A reforma trabalhista proposta pelo presidente Michel Temer pretende trazer mais possibilidade de definição de direitos por meio de negociação coletiva. Se o projeto de lei do governo for aprovado, um dos pontos que poderá ser definido por meio de acordo ou convenção coletivos será o registro de ponto. A medida, sob o viés dos empregadores, cria a expectativa de desburocratização. Mas especialistas em direito do trabalho demonstram preocupação com a dificuldade de fiscalização do cumprimento da carga horária que a possível mudança pode gerar e, consequentemente, perdas de direitos de empregados.
Atualmente, a Consolidação das Leis Trabalhistas (CLT) define que estabelecimentos com mais de 10 trabalhadores devem ter registro de ponto manual, mecânico ou eletrônico. E uma portaria do Ministério do Trabalho regulamenta como deve ser feito o registro, com detalhes técnicos e especificação das informações que devem constar no registro.
Na nova proposta, as regras sobre os registros de ponto passarão a depender do que for firmado entre sindicato de empregados e empresa ou sindicato de empregadores.
Na opinião da advogada Izabela Rücker Curi, que trabalha com direito empresarial, a medida é positiva, pois pode resultar em desburocratização. Ela conta que a necessidade de instalação de sistemas de ponto acabou gerando alto custo para as empresas que, em alguns casos tiveram que testar mais de um modelo até que funcionasse bem.
Izabela vê a medida como positiva especialmente para as pequenas empresas, que, segundo ela, acabam se desmotivando a aumentar o quadro de funcionários devido às exigências relacionadas ao registro de jornada. Assim, acabam mantendo o limite de 10 funcionários ou mantêm trabalhadores atuando de maneira informal.
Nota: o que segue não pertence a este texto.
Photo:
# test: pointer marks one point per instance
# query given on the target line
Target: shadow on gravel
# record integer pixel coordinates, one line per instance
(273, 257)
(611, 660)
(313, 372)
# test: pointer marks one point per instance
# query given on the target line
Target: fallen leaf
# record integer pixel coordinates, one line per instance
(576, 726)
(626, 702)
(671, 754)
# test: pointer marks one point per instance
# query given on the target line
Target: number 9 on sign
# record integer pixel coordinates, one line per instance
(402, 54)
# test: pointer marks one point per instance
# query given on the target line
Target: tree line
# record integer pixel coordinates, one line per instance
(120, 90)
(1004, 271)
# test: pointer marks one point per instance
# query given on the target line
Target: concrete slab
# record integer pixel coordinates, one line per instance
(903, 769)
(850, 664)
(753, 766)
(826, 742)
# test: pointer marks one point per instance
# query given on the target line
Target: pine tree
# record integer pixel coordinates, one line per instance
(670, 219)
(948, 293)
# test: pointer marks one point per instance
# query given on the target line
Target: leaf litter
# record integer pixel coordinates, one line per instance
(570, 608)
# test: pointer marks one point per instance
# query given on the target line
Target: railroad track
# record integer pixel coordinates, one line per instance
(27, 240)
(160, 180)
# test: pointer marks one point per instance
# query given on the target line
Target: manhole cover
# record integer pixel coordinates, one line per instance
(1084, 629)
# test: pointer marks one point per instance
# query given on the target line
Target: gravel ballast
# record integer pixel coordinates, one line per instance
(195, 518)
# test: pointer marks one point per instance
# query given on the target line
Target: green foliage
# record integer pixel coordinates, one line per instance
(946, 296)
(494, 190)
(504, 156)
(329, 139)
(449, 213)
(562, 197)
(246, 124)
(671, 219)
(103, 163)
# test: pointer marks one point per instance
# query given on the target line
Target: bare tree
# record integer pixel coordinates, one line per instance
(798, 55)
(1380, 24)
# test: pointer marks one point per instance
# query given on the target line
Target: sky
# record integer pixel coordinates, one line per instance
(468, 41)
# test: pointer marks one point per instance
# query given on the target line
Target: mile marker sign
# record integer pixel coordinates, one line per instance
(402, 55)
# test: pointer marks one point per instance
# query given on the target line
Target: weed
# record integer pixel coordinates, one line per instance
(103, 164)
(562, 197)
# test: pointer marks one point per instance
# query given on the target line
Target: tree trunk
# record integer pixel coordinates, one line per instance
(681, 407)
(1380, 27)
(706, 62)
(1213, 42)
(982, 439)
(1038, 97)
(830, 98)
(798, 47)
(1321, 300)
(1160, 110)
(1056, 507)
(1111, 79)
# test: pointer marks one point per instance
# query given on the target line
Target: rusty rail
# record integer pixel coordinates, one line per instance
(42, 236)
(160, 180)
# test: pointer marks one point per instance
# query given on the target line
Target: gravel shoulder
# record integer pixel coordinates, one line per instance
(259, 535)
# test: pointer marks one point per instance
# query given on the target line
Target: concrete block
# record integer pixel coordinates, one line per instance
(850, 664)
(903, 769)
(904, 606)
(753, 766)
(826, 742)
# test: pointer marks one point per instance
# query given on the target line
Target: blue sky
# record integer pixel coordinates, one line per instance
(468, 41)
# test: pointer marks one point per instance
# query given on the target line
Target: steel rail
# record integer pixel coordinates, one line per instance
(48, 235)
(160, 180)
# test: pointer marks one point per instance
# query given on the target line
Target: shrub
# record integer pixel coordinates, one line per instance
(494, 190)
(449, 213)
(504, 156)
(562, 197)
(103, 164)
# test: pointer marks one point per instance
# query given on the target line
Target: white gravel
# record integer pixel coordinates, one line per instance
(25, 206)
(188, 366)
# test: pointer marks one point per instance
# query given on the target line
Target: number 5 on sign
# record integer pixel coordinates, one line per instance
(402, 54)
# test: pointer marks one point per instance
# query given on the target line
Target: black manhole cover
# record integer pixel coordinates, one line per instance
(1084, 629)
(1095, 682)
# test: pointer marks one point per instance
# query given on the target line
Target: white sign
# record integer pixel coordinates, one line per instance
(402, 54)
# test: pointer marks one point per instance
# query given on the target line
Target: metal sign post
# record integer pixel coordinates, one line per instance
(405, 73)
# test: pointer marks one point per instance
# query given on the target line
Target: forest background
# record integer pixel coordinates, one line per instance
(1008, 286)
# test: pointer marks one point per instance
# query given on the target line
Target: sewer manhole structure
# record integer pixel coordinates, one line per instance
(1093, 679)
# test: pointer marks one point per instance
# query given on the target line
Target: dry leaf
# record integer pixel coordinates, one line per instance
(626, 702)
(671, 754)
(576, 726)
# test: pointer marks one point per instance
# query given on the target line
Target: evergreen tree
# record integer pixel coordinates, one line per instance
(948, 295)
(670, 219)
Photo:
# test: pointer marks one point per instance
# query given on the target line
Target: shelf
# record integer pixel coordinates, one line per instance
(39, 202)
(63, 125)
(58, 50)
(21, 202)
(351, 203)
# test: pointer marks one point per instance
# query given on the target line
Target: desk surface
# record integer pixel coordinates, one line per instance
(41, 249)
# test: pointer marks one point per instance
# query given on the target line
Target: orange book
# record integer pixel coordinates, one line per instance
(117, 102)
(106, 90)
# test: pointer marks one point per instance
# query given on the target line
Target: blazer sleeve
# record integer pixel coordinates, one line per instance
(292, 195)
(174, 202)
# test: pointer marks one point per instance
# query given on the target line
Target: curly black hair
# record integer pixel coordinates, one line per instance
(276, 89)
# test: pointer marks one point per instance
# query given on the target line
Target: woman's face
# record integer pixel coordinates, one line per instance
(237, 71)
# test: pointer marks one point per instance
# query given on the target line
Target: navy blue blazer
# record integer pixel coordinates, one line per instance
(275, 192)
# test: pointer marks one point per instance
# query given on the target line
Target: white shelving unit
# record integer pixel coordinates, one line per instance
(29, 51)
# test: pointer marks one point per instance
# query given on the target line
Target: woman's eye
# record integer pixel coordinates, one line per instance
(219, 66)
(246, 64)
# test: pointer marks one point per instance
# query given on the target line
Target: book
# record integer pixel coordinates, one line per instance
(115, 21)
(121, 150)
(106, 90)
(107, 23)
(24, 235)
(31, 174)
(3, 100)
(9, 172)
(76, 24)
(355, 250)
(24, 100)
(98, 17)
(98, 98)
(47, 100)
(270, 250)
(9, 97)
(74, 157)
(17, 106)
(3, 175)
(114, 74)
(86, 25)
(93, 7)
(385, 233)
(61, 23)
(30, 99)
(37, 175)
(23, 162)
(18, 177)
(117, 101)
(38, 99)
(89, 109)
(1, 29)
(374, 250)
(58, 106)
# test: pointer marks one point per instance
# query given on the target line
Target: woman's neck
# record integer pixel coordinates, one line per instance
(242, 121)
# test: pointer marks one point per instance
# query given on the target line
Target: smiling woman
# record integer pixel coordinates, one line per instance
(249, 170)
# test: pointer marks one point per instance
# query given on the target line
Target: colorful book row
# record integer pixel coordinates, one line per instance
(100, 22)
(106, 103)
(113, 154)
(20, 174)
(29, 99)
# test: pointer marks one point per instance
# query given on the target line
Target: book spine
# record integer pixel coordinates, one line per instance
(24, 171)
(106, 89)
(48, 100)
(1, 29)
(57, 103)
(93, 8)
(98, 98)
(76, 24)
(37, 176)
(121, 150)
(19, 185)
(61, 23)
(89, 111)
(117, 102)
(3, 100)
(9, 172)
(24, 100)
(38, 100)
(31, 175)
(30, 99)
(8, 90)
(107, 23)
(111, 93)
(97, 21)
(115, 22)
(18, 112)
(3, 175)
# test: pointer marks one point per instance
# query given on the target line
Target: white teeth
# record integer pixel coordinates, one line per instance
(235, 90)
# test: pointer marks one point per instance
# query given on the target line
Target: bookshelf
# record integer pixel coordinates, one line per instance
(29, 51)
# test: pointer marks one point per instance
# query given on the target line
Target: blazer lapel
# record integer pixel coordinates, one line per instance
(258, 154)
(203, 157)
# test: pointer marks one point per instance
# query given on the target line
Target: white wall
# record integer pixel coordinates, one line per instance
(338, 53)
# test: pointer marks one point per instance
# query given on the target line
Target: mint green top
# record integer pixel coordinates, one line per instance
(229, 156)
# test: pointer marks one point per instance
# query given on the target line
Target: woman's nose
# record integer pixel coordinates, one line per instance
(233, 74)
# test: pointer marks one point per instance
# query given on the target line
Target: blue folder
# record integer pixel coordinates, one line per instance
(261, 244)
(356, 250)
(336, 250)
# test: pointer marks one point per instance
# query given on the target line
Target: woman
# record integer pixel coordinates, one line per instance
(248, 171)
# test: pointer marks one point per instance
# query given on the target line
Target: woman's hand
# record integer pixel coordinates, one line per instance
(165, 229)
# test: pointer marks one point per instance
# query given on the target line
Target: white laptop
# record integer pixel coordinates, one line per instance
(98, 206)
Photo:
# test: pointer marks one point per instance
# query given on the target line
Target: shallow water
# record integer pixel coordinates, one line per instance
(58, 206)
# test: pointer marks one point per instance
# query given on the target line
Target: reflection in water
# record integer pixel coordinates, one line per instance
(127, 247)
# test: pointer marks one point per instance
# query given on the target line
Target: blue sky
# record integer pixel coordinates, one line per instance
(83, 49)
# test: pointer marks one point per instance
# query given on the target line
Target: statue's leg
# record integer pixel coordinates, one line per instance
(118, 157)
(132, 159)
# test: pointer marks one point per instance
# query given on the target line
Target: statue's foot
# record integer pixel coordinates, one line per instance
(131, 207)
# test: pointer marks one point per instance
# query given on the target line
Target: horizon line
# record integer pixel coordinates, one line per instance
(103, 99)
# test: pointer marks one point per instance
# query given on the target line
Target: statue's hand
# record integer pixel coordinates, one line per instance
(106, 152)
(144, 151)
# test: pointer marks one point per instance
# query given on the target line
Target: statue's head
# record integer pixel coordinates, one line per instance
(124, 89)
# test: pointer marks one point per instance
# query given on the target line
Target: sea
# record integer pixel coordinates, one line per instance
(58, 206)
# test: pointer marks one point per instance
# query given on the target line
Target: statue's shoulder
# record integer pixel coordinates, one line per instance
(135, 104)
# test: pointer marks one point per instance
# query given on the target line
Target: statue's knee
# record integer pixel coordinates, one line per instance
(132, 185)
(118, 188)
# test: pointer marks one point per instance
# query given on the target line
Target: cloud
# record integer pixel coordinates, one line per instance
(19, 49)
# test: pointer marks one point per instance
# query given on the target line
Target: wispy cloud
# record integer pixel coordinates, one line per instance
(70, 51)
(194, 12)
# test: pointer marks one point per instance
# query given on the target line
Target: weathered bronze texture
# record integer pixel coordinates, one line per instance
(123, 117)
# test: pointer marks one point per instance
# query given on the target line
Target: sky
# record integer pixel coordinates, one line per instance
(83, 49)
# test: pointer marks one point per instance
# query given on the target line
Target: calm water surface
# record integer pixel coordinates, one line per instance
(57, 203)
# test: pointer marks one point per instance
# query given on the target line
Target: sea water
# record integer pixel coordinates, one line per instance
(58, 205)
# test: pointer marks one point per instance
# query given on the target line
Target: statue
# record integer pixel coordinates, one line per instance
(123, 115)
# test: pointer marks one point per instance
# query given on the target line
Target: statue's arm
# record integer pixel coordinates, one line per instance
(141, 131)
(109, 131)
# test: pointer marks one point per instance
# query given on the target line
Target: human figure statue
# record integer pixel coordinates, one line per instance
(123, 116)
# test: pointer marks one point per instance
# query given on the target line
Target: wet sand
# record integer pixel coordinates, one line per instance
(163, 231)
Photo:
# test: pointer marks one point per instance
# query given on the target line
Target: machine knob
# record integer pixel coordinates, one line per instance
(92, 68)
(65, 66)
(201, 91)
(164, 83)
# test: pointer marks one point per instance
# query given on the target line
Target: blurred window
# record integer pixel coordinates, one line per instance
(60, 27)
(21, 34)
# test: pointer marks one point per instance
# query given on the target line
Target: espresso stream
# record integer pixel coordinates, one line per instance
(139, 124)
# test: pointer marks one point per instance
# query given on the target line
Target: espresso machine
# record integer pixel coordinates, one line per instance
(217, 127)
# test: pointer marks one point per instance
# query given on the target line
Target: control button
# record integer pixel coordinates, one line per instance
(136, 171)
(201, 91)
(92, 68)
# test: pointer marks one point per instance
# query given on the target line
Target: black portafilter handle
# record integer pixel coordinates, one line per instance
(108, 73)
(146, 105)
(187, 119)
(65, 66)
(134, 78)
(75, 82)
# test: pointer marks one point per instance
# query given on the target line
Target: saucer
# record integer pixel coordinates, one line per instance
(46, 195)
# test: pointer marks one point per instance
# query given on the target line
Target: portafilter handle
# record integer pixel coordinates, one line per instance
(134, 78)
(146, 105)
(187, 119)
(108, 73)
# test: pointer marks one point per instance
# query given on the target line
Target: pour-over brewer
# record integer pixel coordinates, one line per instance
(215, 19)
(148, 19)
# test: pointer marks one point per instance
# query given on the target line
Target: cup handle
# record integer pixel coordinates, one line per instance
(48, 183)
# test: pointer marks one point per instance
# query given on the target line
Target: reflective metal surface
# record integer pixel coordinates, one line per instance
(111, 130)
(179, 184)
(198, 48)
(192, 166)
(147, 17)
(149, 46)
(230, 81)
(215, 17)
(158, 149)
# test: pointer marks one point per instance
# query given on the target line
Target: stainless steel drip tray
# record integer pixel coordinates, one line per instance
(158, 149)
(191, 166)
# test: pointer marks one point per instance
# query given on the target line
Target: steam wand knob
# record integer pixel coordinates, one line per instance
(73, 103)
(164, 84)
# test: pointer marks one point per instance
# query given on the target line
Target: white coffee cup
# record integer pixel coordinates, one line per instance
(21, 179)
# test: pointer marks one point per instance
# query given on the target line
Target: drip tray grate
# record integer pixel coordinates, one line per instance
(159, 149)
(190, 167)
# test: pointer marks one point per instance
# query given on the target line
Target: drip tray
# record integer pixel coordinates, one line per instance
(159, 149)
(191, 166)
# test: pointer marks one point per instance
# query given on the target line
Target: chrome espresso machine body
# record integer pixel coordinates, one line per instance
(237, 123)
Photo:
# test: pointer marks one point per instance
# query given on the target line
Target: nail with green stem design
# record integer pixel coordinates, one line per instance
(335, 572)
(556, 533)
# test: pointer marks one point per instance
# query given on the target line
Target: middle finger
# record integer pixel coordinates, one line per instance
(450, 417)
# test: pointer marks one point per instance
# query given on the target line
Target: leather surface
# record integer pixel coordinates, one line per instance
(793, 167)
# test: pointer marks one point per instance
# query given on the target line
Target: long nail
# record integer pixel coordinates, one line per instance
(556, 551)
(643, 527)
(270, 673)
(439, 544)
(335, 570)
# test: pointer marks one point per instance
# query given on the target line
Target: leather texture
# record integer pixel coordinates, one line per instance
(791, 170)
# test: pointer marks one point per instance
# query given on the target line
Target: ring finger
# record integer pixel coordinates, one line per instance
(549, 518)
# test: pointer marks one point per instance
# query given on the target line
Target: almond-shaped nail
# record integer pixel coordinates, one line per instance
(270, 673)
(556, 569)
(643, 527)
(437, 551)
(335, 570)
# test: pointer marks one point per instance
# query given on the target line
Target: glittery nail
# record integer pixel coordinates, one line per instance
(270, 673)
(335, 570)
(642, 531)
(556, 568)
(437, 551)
“A exigência do registro de ponto trouxe uma informalidade muito maior e acaba evitando que ser humano tenha dignidade. O que queremos é que exista trabalho formal”, analisa a advogada.
Críticas
O advogado José Lúcio Glomb, especializado na área trabalhista e ex-presidente da Ordem dos Advogados do Brasil Seção Paraná (OAB-PR), vê a possibilidade com preocupação. “É temerária a adoção dessa política através de um acordo coletivo [para definir como será o ponto].” Glomb acrescenta que, com a tecnologia, só não faz registro de ponto quem não quer. “Até motorista de caminhão tem controle de ponto”, lembra o advogado. Na o opinião dele, é preciso otimizar a maneira como os registros são feitos. Ele cita como exemplo países europeus em que há sistemas com cartões com sensores que registram o ponto assim que o funcionário entra nas dependências da empresa.
“A fraude já ocorre com toda a rigidez da legislação. A mudança pode tornar mais fácil esse tipo de prática”, analisa o advogado trabalhista e professor da Universidade Federal do Rio de Janeiro (UFRJ) Wagner Gusmão. Na opinião dele, o artigo 74 da CLT e a Portaria 1.510 do Ministério do Trabalho já suprem a necessidade de regulamentação sobre o tema.
Para Nasser Ahmad Allan, advogado da Central Única dos Trabalhadores (CUT) do Paraná e doutor em direito pela Universidade Federal do Paraná (UFPR), esse tipo de flexibilização “seria para incentivar fraude e ausência de controle e dificultaria a fiscalização do Ministério Público do Trabalho”.
Veja a proposta de alteração
Art. 611-A – A Convenção ou Acordo Coletivo de Trabalho tem força de lei quando dispuser sobre:
[…]
XII- Registro da jornada de trabalho.
Conheça a lei atual
Consolidação das Leis do Trabalho (CLT)
Art. 74 – O horário do trabalho constará de quadro, organizado conforme modelo expedido pelo Ministro do Trabalho, Industria e Comercio, e afixado em lugar bem visível. Esse quadro será discriminativo no caso de não ser o horário único para todos os empregados de uma mesma seção ou turma.
§ 1º – O horário de trabalho será anotado em registro de empregados com a indicação de acordos ou contratos coletivos porventura celebrados.
§ 2º – Para os estabelecimentos de mais de dez trabalhadores será obrigatória a anotação da hora de entrada e de saída, em registro manual, mecânico ou eletrônico, conforme instruções a serem expedidas pelo Ministério do Trabalho, devendo haver pré-assinalação do período de repouso.